The pattern:, minimum:, type: fields are both coercion hints for the extractor and constraints for the validator.

3. Extract

import crease

template = crease.Template.load("templates/orders.crease.yml")
result = crease.extract("incoming.xlsx", template)

result.canonical["orders"][0]
# {"order_id": "ORD-1001", "customer_email": "a@acme.com",
#  "order_date": "2025-01-15", "quantity": 10, "unit_price": 25.50}

result.canonical is a plain dict. No pandas or pydantic imported yet.

The same call works on .xls, .xlsb, and .ods files — calamine handles them transparently. Force a specific backend with engine="calamine" or engine="openpyxl" if you need to (see the home page for the auto-selection rules).

4. Validate

report = crease.validate(result, template)

report.is_valid             # bool — the 90% check
report.error_count()        # int
report.errors()             # list[Error]
report.has_structural       # any structural errors? (template can't even map the file)

for err in report.errors():
    print(err.type, err.loc, err.msg)

Or do extract + validate in one call:

result, report = crease.check("incoming.xlsx", template)

5. Project

Three ways to get the data out, all opt-in:

from pydantic import BaseModel

class Order(BaseModel):
    order_id: str
    quantity: int      # only the fields you care about

orders = result.to_pydantic("order", model=Order)

Field matching is opportunistic by attribute name: canonical fields that the model doesn't declare are dropped silently. Type mismatches raise crease.ValidationError.
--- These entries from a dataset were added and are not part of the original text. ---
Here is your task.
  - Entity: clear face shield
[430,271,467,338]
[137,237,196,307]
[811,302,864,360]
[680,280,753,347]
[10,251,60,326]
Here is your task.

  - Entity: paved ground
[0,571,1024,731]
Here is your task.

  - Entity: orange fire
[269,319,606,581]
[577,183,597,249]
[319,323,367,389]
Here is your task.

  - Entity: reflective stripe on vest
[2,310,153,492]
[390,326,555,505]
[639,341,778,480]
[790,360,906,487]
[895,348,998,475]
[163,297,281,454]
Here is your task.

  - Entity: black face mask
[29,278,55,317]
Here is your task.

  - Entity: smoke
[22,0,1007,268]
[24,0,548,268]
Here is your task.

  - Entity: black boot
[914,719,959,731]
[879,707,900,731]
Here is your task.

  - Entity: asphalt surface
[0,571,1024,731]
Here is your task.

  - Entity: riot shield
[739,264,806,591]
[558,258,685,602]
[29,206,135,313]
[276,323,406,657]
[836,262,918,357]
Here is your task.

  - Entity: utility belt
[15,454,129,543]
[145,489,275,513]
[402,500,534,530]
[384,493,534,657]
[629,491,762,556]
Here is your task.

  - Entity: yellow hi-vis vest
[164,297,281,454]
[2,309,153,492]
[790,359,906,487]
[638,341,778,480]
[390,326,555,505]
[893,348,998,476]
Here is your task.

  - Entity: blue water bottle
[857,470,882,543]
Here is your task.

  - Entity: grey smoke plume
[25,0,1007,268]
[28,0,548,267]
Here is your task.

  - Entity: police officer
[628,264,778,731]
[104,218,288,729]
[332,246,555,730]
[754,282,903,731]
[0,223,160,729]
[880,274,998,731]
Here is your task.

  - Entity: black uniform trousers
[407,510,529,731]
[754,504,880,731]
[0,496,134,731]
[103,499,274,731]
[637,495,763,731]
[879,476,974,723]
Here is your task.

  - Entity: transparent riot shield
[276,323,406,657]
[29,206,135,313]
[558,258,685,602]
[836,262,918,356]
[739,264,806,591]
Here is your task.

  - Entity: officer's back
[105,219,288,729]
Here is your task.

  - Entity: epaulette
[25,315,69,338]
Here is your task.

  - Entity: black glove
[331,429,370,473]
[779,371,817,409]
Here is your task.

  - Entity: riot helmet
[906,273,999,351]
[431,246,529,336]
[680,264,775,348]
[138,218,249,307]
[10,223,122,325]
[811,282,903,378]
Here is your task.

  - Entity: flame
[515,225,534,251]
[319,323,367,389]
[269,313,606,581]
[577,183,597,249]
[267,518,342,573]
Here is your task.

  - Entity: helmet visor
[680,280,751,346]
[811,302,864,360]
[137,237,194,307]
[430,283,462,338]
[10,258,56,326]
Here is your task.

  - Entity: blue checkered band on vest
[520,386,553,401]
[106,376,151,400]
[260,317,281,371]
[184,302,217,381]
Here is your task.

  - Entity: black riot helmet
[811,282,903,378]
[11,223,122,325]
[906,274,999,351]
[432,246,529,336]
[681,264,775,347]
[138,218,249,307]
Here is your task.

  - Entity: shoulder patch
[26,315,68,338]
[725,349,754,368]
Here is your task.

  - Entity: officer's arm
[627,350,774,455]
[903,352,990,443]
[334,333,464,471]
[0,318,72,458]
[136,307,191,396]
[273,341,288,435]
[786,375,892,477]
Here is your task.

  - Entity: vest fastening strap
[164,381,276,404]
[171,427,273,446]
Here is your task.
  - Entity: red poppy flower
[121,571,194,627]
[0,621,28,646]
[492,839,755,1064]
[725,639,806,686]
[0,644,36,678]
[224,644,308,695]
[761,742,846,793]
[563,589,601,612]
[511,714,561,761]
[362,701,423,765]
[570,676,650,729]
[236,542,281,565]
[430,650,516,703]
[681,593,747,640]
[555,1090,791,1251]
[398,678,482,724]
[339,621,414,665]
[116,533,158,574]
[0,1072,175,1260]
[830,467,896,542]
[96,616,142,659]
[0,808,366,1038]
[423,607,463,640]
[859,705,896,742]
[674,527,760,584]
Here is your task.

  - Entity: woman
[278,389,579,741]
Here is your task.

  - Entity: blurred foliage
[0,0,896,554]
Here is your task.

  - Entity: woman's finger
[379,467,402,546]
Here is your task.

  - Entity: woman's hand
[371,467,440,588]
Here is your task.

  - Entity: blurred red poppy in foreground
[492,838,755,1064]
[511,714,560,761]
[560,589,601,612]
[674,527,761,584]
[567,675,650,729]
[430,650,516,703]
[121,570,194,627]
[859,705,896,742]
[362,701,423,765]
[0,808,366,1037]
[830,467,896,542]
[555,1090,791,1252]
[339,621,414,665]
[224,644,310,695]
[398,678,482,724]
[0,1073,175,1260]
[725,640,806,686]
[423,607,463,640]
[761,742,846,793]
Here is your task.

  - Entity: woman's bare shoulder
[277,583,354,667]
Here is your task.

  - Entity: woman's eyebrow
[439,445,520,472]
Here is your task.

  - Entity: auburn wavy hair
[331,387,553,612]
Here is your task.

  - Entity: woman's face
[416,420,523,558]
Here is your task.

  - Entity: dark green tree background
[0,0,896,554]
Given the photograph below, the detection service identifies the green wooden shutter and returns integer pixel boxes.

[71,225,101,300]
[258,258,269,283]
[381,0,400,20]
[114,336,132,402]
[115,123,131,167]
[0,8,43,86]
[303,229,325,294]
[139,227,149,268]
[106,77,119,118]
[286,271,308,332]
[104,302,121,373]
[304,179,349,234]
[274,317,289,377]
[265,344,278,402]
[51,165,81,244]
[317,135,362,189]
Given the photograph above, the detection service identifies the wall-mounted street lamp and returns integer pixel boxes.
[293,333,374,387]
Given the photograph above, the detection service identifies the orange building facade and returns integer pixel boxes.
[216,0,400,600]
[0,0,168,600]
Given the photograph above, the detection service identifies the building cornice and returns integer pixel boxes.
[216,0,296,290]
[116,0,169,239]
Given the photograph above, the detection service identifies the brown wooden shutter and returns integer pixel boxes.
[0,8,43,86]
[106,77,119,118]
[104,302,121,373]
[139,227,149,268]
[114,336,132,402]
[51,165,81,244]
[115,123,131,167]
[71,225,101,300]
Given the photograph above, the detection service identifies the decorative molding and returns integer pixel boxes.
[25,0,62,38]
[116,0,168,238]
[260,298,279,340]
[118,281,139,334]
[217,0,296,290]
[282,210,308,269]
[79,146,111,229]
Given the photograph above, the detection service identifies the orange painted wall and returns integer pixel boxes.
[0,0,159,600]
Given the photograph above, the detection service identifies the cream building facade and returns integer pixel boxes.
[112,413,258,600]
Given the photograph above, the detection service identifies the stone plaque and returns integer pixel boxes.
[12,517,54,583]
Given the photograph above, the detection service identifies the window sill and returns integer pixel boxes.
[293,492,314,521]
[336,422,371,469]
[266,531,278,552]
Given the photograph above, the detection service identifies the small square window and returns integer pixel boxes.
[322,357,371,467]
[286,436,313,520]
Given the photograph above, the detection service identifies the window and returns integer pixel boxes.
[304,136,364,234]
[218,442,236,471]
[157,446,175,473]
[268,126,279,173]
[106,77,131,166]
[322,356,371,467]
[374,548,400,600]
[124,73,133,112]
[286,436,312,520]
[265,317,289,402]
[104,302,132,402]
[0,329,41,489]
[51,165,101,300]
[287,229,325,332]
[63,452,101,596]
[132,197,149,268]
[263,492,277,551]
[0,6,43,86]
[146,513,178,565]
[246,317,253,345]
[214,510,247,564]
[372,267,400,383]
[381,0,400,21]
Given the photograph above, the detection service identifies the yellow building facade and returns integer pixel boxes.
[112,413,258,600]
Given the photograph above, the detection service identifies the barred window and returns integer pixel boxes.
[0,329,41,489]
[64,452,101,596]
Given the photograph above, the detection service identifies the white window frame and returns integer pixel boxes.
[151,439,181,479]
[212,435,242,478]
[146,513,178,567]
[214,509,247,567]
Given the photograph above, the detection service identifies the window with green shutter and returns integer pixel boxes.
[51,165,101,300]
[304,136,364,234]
df = result.to_pandas("order")

Requires pip install crease[pandas].

for order in result.iter("order"):
    pipeline.send(order)

6. Handle errors

The projection methods halt by default if the report has any errors — the library's whole pitch is "fail loudly with coordinates":

try:
    orders = result.to_pydantic("order", model=Order)
except crease.ValidationError as e:
    e.errors()                  # same shape as report.errors()
    e.error_count()

To opportunistically recover and keep the rows that did map cleanly:

orders = result.to_pydantic("order", model=Order, allow_partial=True)
# rows that didn't validate are absent from orders;
# they're listed in result.report.errors() with row coordinates.